En mérito de lo expuesto, la Corte Suprema de Justicia, Sala de Casación Laboral, administrando justicia en nombre de la República y por autoridad de la ley, CASA PARCIALMENTE la sentencia proferida por el Tribunal Superior del Distrito Judicial de Bogotá el 31 de agosto de 2009, en el proceso ordinario que adelantó José Alejandro Escobar Rodas en contra de la Empresa de Telecomunicaciones de Bogotá ESP, en cuanto revocó el numeral primero de la decisión del a quo. No la casa en lo demás.

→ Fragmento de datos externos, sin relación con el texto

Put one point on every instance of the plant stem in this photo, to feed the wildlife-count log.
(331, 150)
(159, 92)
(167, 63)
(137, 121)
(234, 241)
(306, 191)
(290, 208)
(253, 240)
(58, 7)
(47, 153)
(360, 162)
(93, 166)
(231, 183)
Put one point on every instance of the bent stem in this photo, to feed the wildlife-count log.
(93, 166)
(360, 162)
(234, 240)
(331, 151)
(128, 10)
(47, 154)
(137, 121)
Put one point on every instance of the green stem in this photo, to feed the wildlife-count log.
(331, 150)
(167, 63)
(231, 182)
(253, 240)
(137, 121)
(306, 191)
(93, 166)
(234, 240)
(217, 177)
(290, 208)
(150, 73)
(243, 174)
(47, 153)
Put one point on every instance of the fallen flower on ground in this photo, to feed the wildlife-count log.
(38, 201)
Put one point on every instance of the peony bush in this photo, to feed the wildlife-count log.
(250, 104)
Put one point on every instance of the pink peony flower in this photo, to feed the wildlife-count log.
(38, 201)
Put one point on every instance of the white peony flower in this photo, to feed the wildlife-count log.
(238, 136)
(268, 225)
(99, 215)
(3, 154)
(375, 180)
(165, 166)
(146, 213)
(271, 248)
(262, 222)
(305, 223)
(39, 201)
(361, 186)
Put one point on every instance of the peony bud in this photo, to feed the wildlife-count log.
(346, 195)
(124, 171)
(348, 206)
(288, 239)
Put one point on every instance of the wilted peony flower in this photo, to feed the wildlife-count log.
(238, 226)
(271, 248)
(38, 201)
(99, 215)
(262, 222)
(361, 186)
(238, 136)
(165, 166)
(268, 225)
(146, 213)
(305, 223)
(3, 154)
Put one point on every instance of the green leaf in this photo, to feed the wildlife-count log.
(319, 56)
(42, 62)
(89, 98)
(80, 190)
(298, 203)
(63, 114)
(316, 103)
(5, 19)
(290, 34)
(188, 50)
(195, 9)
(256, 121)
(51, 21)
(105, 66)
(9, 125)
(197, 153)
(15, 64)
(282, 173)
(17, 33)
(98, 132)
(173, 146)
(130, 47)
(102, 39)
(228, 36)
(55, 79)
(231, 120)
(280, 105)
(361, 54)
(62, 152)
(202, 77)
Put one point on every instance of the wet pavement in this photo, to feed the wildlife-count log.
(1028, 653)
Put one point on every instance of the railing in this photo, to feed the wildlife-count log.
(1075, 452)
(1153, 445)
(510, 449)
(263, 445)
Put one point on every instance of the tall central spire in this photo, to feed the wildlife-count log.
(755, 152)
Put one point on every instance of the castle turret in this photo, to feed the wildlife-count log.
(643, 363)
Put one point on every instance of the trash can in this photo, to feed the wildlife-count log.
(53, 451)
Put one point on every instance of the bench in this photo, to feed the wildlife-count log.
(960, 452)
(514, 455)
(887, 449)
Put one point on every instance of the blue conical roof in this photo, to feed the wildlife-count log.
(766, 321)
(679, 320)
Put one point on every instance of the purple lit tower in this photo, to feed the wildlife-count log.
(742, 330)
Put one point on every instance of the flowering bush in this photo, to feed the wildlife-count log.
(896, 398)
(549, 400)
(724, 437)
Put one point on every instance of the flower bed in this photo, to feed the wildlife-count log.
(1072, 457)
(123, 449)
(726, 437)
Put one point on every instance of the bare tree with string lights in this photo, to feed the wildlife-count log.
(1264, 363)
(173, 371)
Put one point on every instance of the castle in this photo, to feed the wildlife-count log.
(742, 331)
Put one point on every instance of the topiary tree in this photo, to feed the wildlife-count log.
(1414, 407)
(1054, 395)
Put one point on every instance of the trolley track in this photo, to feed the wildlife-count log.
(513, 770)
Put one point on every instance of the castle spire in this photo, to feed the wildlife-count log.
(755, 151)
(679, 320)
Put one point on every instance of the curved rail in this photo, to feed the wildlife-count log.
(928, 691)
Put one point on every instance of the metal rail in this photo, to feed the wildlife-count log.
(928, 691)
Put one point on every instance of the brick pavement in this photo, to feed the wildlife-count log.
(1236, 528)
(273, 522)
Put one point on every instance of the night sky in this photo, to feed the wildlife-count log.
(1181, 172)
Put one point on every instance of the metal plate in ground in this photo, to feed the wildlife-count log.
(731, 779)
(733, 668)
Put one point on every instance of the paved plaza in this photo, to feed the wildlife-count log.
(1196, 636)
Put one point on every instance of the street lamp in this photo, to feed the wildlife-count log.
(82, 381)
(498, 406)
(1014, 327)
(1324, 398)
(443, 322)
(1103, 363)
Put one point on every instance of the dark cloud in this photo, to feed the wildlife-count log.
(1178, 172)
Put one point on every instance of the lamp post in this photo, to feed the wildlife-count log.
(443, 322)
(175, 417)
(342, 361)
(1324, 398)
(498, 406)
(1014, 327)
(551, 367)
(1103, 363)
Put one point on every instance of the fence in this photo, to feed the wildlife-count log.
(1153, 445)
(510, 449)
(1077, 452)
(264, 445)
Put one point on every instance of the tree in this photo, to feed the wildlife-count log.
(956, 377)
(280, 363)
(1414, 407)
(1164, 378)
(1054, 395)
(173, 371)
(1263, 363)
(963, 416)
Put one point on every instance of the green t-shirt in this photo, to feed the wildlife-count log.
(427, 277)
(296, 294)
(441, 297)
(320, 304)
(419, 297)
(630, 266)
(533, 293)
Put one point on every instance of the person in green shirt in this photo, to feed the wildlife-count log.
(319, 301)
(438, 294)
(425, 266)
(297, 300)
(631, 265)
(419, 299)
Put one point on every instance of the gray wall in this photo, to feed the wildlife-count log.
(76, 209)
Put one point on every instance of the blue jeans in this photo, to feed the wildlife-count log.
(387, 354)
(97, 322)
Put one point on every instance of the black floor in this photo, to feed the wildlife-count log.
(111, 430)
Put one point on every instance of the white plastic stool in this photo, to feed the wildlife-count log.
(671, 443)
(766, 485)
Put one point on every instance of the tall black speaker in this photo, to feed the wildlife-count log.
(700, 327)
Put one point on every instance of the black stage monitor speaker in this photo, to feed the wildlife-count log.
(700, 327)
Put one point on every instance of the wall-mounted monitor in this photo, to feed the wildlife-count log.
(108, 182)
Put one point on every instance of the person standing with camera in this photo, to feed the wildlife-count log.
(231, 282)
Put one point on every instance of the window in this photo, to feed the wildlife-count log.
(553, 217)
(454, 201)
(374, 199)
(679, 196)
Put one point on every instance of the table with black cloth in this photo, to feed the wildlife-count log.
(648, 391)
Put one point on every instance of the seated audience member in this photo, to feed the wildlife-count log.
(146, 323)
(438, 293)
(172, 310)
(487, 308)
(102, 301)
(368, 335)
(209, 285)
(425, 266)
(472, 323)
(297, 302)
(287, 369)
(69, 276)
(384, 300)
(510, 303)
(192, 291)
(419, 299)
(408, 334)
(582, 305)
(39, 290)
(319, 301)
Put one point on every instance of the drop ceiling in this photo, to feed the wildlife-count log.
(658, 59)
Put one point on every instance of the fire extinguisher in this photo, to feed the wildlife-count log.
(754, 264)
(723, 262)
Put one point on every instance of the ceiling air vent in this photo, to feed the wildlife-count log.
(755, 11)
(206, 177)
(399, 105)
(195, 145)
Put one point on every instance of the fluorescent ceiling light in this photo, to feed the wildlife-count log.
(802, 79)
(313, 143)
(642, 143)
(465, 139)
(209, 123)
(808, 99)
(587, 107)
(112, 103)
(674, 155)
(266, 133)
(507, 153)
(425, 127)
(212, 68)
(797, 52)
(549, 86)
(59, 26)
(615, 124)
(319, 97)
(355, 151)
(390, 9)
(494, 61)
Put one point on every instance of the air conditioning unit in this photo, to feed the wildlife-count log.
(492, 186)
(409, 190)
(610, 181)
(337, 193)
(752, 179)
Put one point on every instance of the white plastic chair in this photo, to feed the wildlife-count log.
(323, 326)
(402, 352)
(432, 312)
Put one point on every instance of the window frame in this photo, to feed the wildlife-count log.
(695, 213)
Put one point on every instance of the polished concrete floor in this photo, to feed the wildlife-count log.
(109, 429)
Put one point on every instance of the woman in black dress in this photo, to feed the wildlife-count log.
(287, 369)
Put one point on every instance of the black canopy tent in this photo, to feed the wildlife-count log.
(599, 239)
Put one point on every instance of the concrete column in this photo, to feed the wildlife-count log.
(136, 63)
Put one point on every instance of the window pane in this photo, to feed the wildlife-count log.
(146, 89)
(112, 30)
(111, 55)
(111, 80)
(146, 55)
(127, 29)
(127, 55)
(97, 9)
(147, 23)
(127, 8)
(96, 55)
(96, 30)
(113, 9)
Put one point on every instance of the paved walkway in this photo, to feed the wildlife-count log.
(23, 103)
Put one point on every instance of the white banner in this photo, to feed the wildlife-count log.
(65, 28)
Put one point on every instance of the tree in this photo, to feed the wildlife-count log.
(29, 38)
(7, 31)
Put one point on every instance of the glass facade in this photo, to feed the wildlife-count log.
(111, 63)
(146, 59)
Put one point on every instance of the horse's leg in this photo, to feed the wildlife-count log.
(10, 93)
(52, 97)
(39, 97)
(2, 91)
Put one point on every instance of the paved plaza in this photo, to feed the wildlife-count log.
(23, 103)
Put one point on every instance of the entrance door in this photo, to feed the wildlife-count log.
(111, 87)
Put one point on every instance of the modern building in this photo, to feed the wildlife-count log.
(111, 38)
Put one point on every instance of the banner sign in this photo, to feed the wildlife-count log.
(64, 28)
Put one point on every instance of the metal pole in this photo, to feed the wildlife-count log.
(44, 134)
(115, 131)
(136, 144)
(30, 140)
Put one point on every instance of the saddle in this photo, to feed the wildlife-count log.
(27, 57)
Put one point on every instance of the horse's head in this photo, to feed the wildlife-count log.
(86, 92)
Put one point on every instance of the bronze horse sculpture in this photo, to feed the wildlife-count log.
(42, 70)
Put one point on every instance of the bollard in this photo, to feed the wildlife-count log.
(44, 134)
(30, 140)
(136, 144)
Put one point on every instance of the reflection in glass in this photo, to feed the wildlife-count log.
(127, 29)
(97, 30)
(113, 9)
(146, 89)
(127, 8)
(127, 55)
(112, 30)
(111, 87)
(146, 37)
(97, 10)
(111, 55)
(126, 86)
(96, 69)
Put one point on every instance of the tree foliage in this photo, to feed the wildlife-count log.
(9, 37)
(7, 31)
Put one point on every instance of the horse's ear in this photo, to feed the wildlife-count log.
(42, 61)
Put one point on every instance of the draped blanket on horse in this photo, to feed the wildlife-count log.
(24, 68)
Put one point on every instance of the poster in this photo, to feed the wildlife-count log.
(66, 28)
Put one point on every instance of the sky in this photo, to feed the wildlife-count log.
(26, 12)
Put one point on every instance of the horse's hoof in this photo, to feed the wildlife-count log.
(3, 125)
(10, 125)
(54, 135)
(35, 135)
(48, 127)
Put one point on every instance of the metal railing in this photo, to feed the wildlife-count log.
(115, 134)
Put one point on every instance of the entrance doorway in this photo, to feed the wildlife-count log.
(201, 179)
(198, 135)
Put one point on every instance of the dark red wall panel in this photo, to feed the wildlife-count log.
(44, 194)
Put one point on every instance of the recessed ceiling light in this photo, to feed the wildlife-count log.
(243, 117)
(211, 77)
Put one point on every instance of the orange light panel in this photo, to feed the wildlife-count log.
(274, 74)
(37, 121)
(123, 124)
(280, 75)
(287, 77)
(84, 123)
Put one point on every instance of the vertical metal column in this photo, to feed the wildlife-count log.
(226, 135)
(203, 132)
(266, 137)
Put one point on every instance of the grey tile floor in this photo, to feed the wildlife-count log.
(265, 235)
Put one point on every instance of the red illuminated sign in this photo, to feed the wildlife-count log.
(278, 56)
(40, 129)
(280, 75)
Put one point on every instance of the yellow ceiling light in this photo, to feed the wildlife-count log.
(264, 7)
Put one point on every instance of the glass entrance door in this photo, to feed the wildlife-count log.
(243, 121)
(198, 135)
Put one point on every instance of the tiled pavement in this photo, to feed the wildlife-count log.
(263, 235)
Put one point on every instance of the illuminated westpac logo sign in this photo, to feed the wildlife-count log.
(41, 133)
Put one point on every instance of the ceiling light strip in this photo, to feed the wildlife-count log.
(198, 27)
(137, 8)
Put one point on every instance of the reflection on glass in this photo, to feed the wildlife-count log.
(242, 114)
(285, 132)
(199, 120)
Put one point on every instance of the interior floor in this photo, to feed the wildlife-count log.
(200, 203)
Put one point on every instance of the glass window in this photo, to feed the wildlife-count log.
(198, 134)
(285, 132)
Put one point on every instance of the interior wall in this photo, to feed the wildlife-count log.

En sede de instancia, RESUELVE:

1. Confirmar el numeral primero de la sentencia de primera instancia que condenó a la Empresa de Telecomunicaciones de Bogotá, ETB, a pagar al demandante señor José Alejandro Escobar Rodas, la suma de $5.662.642,1 por concepto de vacaciones y prima de vacaciones.

2. Condenar a la demandada al reconocimiento pago en favor del accionante de la suma $2.292.835,84, por concepto de indexación causada a septiembre 30 de 2012, sin perjuicio de la que en adelante se cause hasta el pago efectivo de las condenas fulminadas.

3. Confirmar en lo demás la sentencia apelada.

4. Condenar en costas en la primera instancia a la demandada. Sin costas en la alzada, ni en el recurso de casación.

Cópiese, notifíquese, publíquese y devuélvase al tribunal de origen».